In this post, I will analyze BBR’s behavior by breaking it up into two parts, and then describe how these ideas are utilized in LatencyFleX.

Pacing: creating a “CPU-bound” scenario

The first step toward optimal operation is to not pile up the work too fast. To achieve that, BBR measures the “bottleneck bandwidth” and paces packet sending at that rate. Measuring bandwidth is easy: just look at the rate you receive the ACKs. But there’s one catch: you can’t measure a bandwidth higher than what you’re currently pacing at. BBR authors call this the “uncertainty principle”.

Uncertainty principle from BBR presentation
(Image from BBR Presentation)

In order to measure the max bandwidth, BBR periodically enters a “probe bandwidth” mode: it increases packet sending rate temporarily, which creates a queue and allows us to see if more bandwidth is available. Then, it lowers the sending rate by the same amount to keep the average sending rate the same, and to remove any queuing that might have been created during the temporary sending rate bump. The behavior is described by the following figure in the BBR paper:

BBR probe bandwidth

BBR also applies a -1% gain to the average bandwidth, which allows it to gradually reduce the preexisting queue and eventually see the minimum RTT.

In LatencyFleX we use basically the same idea, but at a higher frequency: we run one frame in the “probe frame rate” mode, then use the next frame to drain any queue, then repeat. A crucial difference is that we use a different estimator for throughput and latency. In BBR, bandwidth is measured by $$\widehat{\text{BtlBw}}=\max(\text{DeliveryRate})$$ This worked well for BBR because $\text{DeliveryRate}$ is smoothed over a long window and the variance is low enough. However in LatencyFleX we need to derive the real-time frame rate from the latest frame time values, which is highly noisy. Using the maximum would make the estimator strongly biased. Instead, we use exponentially weighted moving average, which gives an unbiased estimate:

$$\frac{1}{\widehat{FPS}}=\text{ewma}(\text{FrameTime} \mid \text{frame is in ``probe'' phase})$$

We only sample the frames we tried to make “fast”, or we would be measuring the average frame rate which is equal to our pacing target.

We also apply the negative gain like in BBR. In LatencyFleX we use -1.5% which was determined to be a good balance from testing.

By running the main thread at a lower rate than the bottleneck (which is typically the GPU), we have now created a CPU-bound scenario. This alone will give the sweet latency reduction we want in the steady state. We’re now halfway through the problem! Next, we look at the delay compensator, which actively tries to prevent latency increase in a scenario where latency and frame time dynamically varies.
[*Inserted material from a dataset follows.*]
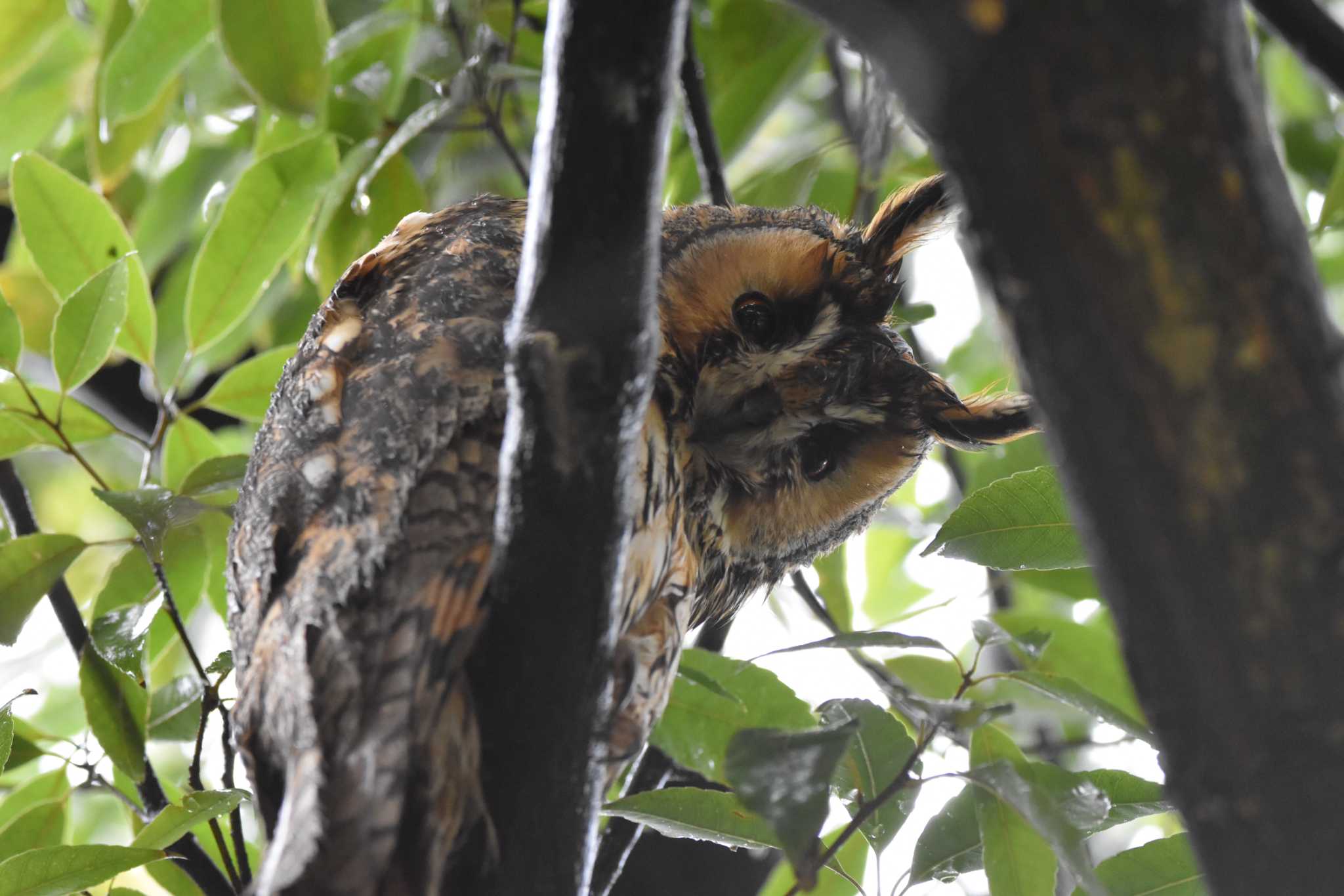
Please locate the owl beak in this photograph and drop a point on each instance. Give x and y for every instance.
(757, 409)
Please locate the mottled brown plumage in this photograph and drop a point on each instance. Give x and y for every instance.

Delay compensation: keeping the latency always low

The pacer we discussed in the previous section has an issue: it takes a long time for it to adapt to bandwidth decrease. This is because of two reasons:

  1. Both the windowed-max estimator and EWMA estimator has a certain delay until it adapts to a lower value. Until then, we would continue to pace at a rate over the actual bandwidth.
  2. Overpacing creates queue (at a rate proportional how much it’s over the limit), and the pacer can only drain queue at a rate equal to the margin we specified (1% for BBR, 1.5% for LFX). The former can be much faster than the latter, and it means that it would take an excessively long time to return to optimal operation.
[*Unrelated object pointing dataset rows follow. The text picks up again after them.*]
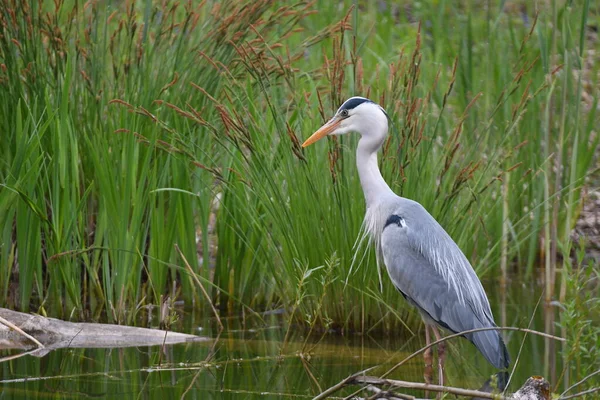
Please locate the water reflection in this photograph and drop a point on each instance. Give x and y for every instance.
(249, 360)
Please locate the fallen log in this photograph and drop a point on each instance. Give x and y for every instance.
(27, 331)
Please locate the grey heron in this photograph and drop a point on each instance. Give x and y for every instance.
(422, 260)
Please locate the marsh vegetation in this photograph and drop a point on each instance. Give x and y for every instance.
(151, 155)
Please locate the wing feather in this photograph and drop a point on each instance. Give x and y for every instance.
(427, 266)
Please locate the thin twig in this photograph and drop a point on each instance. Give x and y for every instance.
(187, 265)
(22, 332)
(370, 380)
(592, 390)
(512, 373)
(19, 355)
(341, 384)
(505, 328)
(384, 394)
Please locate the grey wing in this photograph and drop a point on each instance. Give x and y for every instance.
(431, 271)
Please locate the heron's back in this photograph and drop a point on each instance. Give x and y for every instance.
(431, 271)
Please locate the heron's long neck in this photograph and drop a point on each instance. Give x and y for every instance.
(374, 187)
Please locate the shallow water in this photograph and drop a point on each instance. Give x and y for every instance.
(249, 360)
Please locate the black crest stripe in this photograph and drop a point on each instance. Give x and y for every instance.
(394, 219)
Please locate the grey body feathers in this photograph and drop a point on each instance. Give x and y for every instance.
(434, 275)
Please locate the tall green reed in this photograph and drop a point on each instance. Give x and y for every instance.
(132, 126)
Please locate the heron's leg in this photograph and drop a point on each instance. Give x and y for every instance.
(428, 357)
(441, 354)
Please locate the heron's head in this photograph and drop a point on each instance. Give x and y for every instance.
(357, 114)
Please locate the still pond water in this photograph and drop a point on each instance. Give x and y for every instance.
(248, 360)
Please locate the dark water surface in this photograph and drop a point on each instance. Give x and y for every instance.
(249, 360)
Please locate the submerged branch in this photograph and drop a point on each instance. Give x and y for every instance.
(346, 381)
(370, 380)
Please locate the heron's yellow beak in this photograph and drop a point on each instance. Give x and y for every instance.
(323, 131)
Therefore, we need something that detects and removes the queue, independently of the pacer. What BBR uses is called “inflight control”: it calculates the “just right” amount of packet inflight (sent but not ACKed yet) that is needed for optimal bandwidth utilization, and blocks sending if ACKs are arriving at a rate slower than anticipated.

This gives a “brickwall” that prevents the latency from increasing indefinitely, as illustrated in the following figure from the BBR paper:

BBR Inflight reduction

We need something similar in LatencyFleX, but the idea of inflight control cannot be used directly since it quantizes $\text{Bandwidth} \times \text{Delay}$ to an integer, but in the case of games, this would be a small number like 2 or 3, making its behavior suffer significantly from quantization error. We will now describe an algorithm below, that achieves behavior similar to inflight control through a different construct:

  1. For each frame, we predict the time when it would complete. This is derived by adding the estimated latency to the start time.
  2. When the completion notification arrives, we compare it to the predicted finish time. If it has completed later than anticipated, we delay frames that begin later by the same amount, but subtracting any previous compensation that we have previously made (so that we don’t compensate for the same delay twice).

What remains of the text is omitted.